ある春の日,親友の飯沼倫之丞と再会した清兵衛は,倫之丞の妹で,清兵衛の幼馴染み・朋江の話を聞きます。朋江は甲田豊太郎のもとへ嫁いだものの,酒乱の甲田からたびたび暴力を振るわれ,それを理由に倫之丞が離縁をさせたとのことでした。その後,家に戻った清兵衛は,訪ねてきていた朋江と再会。思い出話に花を咲かせるうち,幼少期に抱いていた淡い恋心を蘇らせます。

その晩,飯沼家に朋江を送り届けた清兵衛は,思いがけず,酒に酔った甲田と遭遇。行き掛かり上,倫之丞に代わり自分が果し合いの相手をすると宣言します。そして翌朝,清兵衛は,真剣で襲い掛かる甲田を木刀の小太刀1本で倒してしまいます。その噂は城下に広がります。

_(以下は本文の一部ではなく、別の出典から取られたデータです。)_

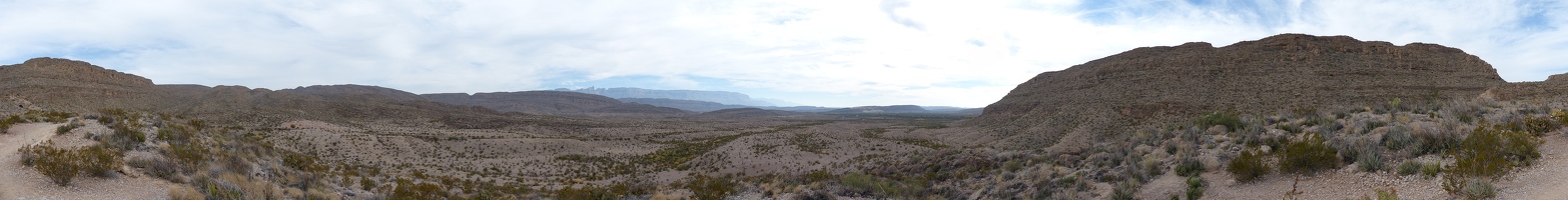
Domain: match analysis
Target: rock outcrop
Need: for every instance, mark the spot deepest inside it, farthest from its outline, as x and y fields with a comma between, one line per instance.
x=1152, y=85
x=1553, y=88
x=74, y=85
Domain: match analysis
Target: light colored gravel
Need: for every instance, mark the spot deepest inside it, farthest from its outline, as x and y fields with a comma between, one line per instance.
x=18, y=181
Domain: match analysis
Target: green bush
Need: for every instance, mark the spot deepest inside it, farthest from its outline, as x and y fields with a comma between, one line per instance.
x=1195, y=188
x=1408, y=167
x=1369, y=161
x=1488, y=153
x=1246, y=167
x=157, y=167
x=1188, y=167
x=1229, y=120
x=709, y=188
x=1308, y=156
x=63, y=164
x=1430, y=169
x=68, y=128
x=420, y=191
x=1397, y=137
x=1479, y=189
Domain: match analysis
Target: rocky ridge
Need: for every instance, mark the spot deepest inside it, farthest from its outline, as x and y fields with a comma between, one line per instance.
x=1150, y=85
x=74, y=85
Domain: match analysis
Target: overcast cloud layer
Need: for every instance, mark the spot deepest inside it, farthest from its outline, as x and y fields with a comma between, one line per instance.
x=828, y=52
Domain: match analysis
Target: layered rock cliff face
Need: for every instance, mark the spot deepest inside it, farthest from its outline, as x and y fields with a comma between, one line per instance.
x=1553, y=88
x=1155, y=85
x=74, y=85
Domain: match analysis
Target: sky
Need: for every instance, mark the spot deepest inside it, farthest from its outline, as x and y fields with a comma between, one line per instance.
x=816, y=52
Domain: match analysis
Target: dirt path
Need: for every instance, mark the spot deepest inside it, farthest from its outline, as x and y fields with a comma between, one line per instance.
x=19, y=136
x=1546, y=180
x=18, y=181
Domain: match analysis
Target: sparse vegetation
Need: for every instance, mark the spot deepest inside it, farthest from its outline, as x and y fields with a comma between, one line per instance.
x=1229, y=120
x=63, y=164
x=1488, y=153
x=1308, y=155
x=1246, y=167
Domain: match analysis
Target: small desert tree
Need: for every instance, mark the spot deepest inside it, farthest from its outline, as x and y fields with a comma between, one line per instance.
x=1308, y=155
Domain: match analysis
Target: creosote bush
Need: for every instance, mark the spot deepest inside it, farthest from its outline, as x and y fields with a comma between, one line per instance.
x=1229, y=120
x=63, y=164
x=1246, y=167
x=1308, y=155
x=1488, y=153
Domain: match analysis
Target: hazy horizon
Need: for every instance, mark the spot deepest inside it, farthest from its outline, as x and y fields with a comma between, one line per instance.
x=835, y=54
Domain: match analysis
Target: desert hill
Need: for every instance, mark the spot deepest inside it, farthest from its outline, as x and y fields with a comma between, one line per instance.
x=880, y=109
x=747, y=112
x=682, y=104
x=343, y=90
x=547, y=103
x=690, y=95
x=74, y=85
x=1150, y=85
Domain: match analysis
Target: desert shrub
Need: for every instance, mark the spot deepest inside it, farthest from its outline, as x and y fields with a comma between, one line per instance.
x=157, y=167
x=1479, y=189
x=420, y=191
x=1388, y=194
x=1397, y=137
x=1195, y=188
x=124, y=137
x=1432, y=169
x=302, y=162
x=63, y=164
x=1485, y=155
x=585, y=192
x=68, y=128
x=1246, y=167
x=1372, y=125
x=189, y=153
x=1491, y=151
x=1369, y=161
x=1433, y=142
x=184, y=192
x=1125, y=191
x=709, y=188
x=368, y=183
x=1408, y=167
x=1308, y=156
x=1229, y=120
x=1188, y=167
x=1537, y=126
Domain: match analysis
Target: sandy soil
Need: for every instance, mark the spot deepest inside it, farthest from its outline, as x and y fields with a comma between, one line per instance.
x=1546, y=180
x=18, y=181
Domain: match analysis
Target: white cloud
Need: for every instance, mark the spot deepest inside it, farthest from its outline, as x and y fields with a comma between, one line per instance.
x=822, y=52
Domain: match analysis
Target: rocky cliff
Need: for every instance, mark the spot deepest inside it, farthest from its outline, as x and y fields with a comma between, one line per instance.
x=74, y=85
x=1150, y=85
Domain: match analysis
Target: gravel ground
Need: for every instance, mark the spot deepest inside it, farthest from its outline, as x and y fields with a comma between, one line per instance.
x=18, y=181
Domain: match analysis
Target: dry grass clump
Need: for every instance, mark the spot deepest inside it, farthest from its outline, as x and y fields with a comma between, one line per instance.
x=1485, y=155
x=184, y=192
x=63, y=164
x=1246, y=167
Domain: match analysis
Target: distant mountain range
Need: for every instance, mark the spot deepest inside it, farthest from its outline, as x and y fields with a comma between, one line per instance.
x=692, y=95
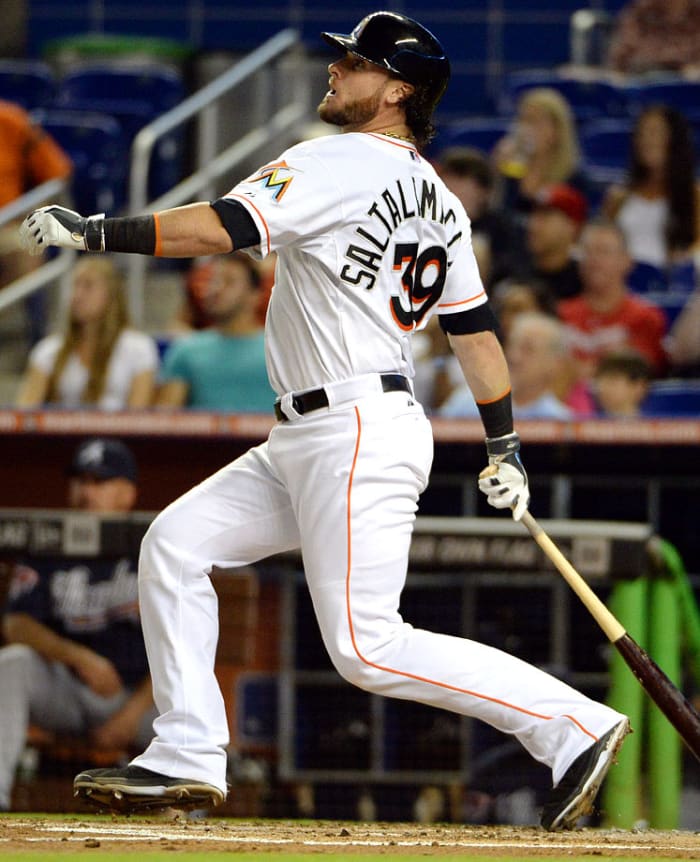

しばらくの後,藩内に世継ぎを巡る騒動が発生。そんな折,倫之丞は朋江を清兵衛のもとへ嫁がせたいと申し出ます。しかし,清兵衛は自らの身分の低さと貧しさを理由に断ってしまいます。藩の世継ぎが決まり,旧体制を率いてきた藩士への粛清が始まりますが,一刀流の使い手・余吾善右衛門は切腹の命を拒絶し,討手を斬殺して屋敷に立てこもります。甲田を倒した清兵衛の噂を聞いていた藩は,拒む彼に討手の任務を命じます。決闘に出掛ける日の朝,清兵衛は朋江を自宅に呼び,身支度の手伝いを頼み,「果し合いに勝ったら嫁に来てほしい」と秘めた想いを打ち明けます。しかし,清兵衛に縁談を断られた朋江は,既に会津の有力な家中との縁談を受けていました。傷心のまま決闘相手の家に乗り込んだ清兵衛は,憔悴した余吾善右衛門から,思いがけず話しかけられます。

人生は必ずしも思うようにはいかないものです。教師や児童生徒にも挫折や予期せぬ出来事,偶然や運による禍福があります。そうした日々の中でも,常に凛とした姿勢を持ちながら日々を過ごしていくこと,その大切さを教えてくれる作品です。